6.5 Limitations of Accounting Statements


2026 Syllabus Objectives

By the end of this topic, you should be able to:

  1. Recognise the limitations of accounting statements due to historic cost
  2. Recognise the limitations of accounting statements due to difficulties of definition
  3. Recognise the limitations of accounting statements due to non-financial aspects

Main Content

Accounting statements — such as the income statement (which shows a business's profit or loss) and the statement of financial position (which shows what a business owns and owes) — are very useful tools. However, they are not perfect. They have limitations, which means they do not always give a complete or fully accurate picture of a business.

Think of it this way: a photograph of a house tells you what it looks like on one specific day, but it does not tell you whether the roof leaks, whether the neighbours are noisy, or what the house will look like in five years. Accounting statements are similar — they show numbers, but they miss a lot of important information.

There are three main limitations you need to know:


1. Historic Cost

What Does "Historic Cost" Mean?

Historic cost means that assets (things a business owns, such as land, machinery, or vehicles) are recorded in the accounts at the price that was originally paid for them — not at what they are worth today.

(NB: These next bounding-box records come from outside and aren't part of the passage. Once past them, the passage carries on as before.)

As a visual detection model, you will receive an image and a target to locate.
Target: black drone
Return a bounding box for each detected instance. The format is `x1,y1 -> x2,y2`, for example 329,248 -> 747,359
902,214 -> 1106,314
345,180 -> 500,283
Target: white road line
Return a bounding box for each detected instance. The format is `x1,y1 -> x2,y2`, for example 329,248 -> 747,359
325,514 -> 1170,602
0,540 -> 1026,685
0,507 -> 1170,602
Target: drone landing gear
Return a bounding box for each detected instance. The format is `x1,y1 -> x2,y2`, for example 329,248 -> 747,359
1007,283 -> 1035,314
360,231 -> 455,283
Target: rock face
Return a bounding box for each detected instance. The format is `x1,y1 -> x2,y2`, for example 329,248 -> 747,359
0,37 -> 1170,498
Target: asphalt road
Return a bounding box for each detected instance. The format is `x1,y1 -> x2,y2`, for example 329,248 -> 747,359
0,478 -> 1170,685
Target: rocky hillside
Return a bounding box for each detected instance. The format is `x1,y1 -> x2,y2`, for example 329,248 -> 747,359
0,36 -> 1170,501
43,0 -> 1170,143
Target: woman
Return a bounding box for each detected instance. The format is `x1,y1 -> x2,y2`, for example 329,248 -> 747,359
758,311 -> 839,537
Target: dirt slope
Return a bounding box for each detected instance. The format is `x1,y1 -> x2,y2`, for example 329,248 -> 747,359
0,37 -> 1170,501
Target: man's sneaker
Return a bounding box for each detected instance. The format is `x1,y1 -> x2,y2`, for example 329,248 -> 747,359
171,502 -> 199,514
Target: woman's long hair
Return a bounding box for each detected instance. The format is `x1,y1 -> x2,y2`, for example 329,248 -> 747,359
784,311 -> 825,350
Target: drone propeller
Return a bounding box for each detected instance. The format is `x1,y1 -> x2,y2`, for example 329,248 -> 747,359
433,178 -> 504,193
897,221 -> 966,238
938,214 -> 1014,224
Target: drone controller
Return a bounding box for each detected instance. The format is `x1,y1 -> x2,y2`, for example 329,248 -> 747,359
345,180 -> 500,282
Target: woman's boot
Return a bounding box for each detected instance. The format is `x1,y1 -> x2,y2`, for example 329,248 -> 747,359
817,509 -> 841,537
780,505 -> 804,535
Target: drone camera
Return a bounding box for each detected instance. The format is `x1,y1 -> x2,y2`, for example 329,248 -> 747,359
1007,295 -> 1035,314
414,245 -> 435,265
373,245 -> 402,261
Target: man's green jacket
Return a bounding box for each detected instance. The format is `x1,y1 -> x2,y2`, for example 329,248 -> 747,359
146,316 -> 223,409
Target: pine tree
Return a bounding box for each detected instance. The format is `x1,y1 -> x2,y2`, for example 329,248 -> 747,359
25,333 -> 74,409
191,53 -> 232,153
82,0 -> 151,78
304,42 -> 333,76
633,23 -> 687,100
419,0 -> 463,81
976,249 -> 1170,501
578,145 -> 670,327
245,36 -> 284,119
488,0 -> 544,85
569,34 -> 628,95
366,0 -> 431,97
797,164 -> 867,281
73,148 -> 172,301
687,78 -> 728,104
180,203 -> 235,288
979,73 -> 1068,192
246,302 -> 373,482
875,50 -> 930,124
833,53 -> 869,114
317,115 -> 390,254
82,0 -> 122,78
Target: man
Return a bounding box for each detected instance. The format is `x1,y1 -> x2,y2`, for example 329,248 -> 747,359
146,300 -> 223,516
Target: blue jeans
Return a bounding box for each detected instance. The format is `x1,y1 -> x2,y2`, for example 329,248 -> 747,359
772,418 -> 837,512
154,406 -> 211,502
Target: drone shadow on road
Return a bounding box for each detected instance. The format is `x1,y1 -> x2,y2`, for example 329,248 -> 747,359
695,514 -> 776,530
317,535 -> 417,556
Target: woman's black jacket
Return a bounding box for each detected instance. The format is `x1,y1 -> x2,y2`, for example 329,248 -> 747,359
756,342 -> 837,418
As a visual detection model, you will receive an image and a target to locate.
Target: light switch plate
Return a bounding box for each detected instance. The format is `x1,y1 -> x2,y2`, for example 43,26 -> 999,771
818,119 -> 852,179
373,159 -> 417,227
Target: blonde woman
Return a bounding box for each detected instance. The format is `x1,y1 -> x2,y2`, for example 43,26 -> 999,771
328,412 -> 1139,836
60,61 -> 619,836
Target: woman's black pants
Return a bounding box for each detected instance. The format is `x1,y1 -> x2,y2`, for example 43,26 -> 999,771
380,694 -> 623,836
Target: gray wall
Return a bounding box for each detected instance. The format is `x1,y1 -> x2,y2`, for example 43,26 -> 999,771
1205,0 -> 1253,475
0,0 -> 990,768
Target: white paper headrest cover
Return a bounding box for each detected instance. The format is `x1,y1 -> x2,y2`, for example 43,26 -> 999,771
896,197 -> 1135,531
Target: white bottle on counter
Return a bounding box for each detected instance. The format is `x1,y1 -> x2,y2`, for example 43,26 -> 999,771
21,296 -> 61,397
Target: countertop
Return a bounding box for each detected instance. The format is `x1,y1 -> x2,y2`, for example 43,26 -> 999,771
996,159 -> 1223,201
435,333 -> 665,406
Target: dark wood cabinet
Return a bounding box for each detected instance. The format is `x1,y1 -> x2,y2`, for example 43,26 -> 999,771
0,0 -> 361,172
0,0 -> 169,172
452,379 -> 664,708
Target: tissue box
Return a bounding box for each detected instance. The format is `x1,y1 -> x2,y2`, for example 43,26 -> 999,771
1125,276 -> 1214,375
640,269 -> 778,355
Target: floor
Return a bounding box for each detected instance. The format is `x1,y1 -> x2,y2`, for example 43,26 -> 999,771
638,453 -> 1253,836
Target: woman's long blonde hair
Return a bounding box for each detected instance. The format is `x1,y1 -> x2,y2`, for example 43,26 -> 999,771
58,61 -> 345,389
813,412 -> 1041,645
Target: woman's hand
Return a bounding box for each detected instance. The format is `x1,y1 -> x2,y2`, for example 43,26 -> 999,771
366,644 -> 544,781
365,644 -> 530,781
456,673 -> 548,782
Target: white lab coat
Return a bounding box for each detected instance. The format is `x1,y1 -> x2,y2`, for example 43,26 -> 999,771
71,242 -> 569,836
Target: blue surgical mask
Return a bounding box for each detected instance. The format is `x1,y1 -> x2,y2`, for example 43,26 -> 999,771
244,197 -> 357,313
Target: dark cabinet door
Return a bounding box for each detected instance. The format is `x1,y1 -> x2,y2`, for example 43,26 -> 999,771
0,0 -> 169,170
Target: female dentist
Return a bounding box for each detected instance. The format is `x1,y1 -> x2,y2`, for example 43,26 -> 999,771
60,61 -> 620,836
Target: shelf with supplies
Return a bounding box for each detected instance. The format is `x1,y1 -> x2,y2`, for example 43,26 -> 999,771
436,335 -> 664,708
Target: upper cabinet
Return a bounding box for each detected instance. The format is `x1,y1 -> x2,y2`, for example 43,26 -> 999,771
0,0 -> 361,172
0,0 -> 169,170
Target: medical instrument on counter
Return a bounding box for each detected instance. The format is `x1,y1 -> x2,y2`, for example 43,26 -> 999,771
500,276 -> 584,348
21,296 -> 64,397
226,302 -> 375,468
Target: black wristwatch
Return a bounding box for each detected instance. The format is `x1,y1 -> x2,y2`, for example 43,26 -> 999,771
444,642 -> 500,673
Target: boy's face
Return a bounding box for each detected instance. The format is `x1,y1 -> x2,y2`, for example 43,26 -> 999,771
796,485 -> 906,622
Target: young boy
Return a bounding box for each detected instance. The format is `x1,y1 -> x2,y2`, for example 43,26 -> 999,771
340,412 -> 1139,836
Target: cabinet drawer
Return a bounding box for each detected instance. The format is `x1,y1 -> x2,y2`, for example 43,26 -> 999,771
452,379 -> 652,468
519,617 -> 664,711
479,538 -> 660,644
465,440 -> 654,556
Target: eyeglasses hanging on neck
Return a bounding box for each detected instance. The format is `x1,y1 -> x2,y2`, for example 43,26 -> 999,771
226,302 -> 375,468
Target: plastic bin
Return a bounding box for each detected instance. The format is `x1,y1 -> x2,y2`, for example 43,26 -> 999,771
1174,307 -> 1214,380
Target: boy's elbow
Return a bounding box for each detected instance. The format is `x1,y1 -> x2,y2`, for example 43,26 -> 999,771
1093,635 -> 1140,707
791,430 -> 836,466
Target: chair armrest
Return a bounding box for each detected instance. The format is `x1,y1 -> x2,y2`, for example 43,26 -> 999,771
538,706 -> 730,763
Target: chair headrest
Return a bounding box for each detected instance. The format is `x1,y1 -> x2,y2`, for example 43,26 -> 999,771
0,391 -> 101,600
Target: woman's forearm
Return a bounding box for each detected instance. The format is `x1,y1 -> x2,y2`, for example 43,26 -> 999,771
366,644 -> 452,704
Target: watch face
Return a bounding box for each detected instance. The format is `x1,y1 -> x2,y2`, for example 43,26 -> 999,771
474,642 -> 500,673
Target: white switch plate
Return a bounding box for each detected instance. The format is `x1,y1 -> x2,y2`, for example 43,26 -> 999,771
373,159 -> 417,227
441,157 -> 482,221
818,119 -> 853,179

For example, imagine a business bought a piece of land ten years ago for USD 50,000. Today, that same land might be worth USD 200,000 because land prices have risen. However, in the accounting statement, the land will still appear as USD 50,000 — the original price paid.

Why Is This a Limitation?

  • The values shown in the accounts can be out of date and misleading.
  • A reader looking at the accounts might think the business owns assets worth much less than they actually are in the real world today.
  • This makes it difficult to compare the true financial strength of two businesses, because one may have bought its assets many years ago (recorded cheaply) while another bought similar assets recently (recorded at a higher, more realistic price).
  • It also means the total value of the business shown in the accounts is likely understated (shown as lower than reality), especially if the business has owned assets for a long time.

The Problem of Inflation

Inflation means that prices in general rise over time — so the same amount of money buys less as years go by. Because of inflation, an asset bought years ago for USD 10,000 could cost USD 25,000 to replace today. The accounts do not reflect this change, so they can give a distorted (twisted or inaccurate) picture of the business's financial position.

In short: Historic cost means assets are shown at old prices, not current values — so the accounts may not reflect reality.